Since the hardware that implements HLHSR may be different on different workstations, see The graPHIGS Programming Interface: Technical Reference for any restrictions on HLHSR processing.
In the graPHIGS API products, the term "hidden or not hidden" is defined in the NPC of each view. A geometric entity in one view does not affect the HLHSR process of other views. Whether a given geometric entity is hidden or not is determined by whether there is any other geometric entity that has the same Normalized Projection Coordinates (NPC) X and Y values, but larger NPC Z coordinates. If there is such an entity, then the given entity is hidden. Otherwise it is not hidden.
Whether the HLHSR process should be performed or not and/or how the HLHSR checking should be performed is controlled by the HLHSR Mode of a view. The HLHSR Mode is controlled using the Set Extended View Representation (GPXVR) subroutine, which takes one of the following values:
Conceptually, HLHSR for these geometric entities should be performed by treating them in their mathematical sense. For example, whether an annotation text primitive is hidden should be determined only by whether the annotated reference point is hidden. When the point is hidden, the entire annotation text will be considered as hidden. However, the effects of HLHSR on these geometric entities is workstation-dependent.
If you desire not to have annotation text or markers hidden even if the reference point is hidden, use the HLHSR coordinate system processing option (PNTHLHSR). This procopt gives you the option of specifying HLHSR processing in Device Coordinates (DC) or Viewing Coordinates (VC) for annotation text and markers. Specify 2=DEVICE_COORDINATES in PNTHLHSR when you want annotation text or marker primitives processed on a per-pixel basis in DC with the effect that text and marker strokes are z-buffered, not their reference point. Specify 1=VIEWING_COORDINATES when you want HLHSR processing of annotation text or marker primitives based on their reference point only. For a general description of the format of this procopt, see The graPHIGS Programming Interface: Technical Reference
Several objects can occupy (or be intended to occupy) the same coordinate space during HLHSR processing.
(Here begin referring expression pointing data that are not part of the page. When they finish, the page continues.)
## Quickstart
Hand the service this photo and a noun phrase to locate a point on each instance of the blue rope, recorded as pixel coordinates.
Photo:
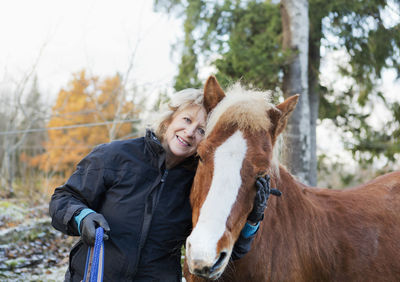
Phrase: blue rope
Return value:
(95, 259)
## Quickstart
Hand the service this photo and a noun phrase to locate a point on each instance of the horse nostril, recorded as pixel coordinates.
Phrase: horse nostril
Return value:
(221, 258)
(202, 271)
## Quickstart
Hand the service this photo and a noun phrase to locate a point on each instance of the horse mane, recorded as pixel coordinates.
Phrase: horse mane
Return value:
(242, 107)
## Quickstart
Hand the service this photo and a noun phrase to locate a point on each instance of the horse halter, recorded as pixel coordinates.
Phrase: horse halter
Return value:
(273, 191)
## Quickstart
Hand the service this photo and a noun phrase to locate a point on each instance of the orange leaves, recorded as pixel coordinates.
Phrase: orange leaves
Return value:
(86, 100)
The resulting display depends on the types of primitives, the transformation of the primitives, and on the HLHSR implementation in the workstation.
Although two different objects may conceptually occupy the same coordinates (in the mathematical sense), the effects of floating-point inaccuracies may make the display unpredicatable in some cases. A Z-buffer in a workstation may be implemented in hardware using integer values. The floating-point Z-coordinate values must be converted to this integer format. Two floating-point coordinates that differ slightly in value may be represented by the same integer in the Z-buffer. These primitives are coincident during the HLSHR processing, and certain situations may cause unintended results to appear on the display. Likewise, two primitives that are intended to be coincident may not be when the transformed floating-point coordinates are used for HLHSR processing as they may be represented by slightly different integer values in the Z-buffer. In addition to the floating-point-to-integer conversions, different primitives may generate differing Z-values for the same pixel due to the method of generation of the pixel values from the input coordinates. For example, area-fill methods may generate different values compared to line-generation methods for the same pixel.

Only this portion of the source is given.